Kit drank champagne. “This ought to be interesting.”
“Seems like he’s popping up in a lot of unexpected places lately. The other day I saw him—well, his car, anyway—driving away from Ross’s clinic. Wonder what he was doing.”
Kit shrugged. “Constituent visit? Except most of the patients don’t vote.”
Hugo worked the room on his way over to Noah. By the time they met up, I had a feeling Noah wasn’t at all surprised to see Hugo. In fact, it seemed more like he had been expecting him.
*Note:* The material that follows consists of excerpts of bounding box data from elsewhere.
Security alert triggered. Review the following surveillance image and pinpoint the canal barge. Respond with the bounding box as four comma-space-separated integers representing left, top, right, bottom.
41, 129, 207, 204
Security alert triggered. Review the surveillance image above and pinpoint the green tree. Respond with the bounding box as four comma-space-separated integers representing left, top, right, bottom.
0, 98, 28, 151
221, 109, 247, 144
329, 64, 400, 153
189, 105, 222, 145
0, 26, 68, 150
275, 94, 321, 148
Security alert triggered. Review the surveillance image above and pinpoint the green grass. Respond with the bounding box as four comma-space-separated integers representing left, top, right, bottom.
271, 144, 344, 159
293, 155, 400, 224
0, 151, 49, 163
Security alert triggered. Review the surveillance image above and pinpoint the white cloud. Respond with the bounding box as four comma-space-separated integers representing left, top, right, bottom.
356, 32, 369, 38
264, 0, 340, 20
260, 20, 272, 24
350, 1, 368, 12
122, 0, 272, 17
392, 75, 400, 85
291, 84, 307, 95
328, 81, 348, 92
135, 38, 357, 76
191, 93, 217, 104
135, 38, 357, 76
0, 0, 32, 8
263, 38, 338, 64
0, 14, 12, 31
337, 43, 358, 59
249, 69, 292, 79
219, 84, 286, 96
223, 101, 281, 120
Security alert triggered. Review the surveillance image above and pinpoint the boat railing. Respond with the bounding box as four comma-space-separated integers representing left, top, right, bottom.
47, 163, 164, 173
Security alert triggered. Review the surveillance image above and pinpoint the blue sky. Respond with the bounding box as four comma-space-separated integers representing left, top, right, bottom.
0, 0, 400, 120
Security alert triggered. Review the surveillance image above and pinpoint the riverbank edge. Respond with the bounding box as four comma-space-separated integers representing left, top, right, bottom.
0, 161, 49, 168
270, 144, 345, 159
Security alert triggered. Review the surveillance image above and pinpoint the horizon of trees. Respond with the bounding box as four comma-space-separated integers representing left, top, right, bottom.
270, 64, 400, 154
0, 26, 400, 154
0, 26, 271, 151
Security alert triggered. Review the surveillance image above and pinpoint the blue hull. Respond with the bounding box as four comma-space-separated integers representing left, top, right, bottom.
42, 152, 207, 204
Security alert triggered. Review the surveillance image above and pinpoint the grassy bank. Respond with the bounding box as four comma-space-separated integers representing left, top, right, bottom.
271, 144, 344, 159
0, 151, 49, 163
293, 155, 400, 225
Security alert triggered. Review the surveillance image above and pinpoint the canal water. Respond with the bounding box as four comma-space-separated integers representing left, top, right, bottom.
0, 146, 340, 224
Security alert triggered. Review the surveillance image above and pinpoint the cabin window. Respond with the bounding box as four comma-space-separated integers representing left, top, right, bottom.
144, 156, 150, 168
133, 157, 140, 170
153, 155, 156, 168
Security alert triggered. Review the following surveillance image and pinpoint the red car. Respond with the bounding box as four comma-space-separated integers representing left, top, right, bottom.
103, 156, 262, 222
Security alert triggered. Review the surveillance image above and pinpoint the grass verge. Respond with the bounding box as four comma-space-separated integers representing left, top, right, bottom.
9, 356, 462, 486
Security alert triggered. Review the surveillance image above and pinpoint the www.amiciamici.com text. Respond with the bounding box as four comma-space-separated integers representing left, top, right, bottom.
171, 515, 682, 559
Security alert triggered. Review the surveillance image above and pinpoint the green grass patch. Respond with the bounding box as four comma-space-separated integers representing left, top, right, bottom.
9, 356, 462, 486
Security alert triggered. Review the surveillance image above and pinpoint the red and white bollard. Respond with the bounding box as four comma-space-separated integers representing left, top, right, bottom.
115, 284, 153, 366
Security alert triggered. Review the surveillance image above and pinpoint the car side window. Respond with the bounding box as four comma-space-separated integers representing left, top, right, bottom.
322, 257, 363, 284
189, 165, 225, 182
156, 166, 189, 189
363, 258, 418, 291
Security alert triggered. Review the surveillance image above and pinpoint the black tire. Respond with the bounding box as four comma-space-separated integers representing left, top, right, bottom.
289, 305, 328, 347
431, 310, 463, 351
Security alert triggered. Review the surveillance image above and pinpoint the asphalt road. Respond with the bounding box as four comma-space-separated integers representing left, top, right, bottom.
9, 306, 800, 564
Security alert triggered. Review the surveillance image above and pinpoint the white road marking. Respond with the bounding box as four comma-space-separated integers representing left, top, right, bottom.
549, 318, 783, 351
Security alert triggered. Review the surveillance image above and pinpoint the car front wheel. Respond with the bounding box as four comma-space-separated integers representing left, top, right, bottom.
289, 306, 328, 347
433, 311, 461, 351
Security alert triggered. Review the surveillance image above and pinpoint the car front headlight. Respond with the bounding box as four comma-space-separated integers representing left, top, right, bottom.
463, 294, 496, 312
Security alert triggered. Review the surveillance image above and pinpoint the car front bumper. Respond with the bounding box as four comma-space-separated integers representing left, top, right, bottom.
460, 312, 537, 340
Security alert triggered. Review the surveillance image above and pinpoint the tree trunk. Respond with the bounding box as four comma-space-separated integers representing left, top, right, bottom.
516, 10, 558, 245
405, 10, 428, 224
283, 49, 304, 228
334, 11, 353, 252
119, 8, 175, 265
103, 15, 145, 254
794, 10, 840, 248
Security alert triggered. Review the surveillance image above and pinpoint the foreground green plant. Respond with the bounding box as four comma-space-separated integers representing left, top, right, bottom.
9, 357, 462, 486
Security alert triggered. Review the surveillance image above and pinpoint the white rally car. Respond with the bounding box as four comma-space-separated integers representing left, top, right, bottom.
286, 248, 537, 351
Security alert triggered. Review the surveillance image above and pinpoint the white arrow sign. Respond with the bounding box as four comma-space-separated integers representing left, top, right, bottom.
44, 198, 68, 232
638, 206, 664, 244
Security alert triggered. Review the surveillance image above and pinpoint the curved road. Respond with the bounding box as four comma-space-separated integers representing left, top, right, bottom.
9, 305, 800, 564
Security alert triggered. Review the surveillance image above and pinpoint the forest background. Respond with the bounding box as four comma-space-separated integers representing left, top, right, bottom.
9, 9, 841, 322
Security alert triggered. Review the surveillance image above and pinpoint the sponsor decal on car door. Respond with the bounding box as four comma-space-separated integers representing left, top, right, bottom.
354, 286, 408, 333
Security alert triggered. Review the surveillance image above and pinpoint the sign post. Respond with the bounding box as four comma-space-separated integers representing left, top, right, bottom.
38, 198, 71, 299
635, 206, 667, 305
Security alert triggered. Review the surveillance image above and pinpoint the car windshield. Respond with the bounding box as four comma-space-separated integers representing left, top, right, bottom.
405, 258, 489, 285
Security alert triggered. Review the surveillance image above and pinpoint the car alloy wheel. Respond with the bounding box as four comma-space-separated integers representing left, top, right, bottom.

Noah stepped back to the podium and quieted the crowd, introducing Hugo as the next vice president of the United States. More wild cheering as Hugo joined him and the two men embraced and spoke quietly into each other’s ears, before clasping hands in the air, the quintessential symbol of victory on election night.
“They look pretty happy,” I murmured.
“Cue the speech of reconciliation, party unity, and mutual respect,” Kit said. “And let us not forget victory in November for the people of the great Commonwealth of Virginia.”
Hugo’s speech was brief and to the point. It was Noah’s night and he hoped, he said with a broad smile, that he’d have his own chance to thank supporters—maybe in San Francisco come August. Everyone roared and whooped and hollered until he finally held up his hands for silence.
“We all mourn the loss of a fellow candidate who was a friend and neighbor to many of us,” he said. “But tonight is a night of reconciliation, of healing, and of unity. I have the utmost respect and admiration for a fine man—Noah Seely. Tonight I pledge my full support to do whatever it takes so that in November the people of the Commonwealth of Virginia will send this good man, my good friend, and the next senator from the Thirty-first District, to Richmond where he belongs!”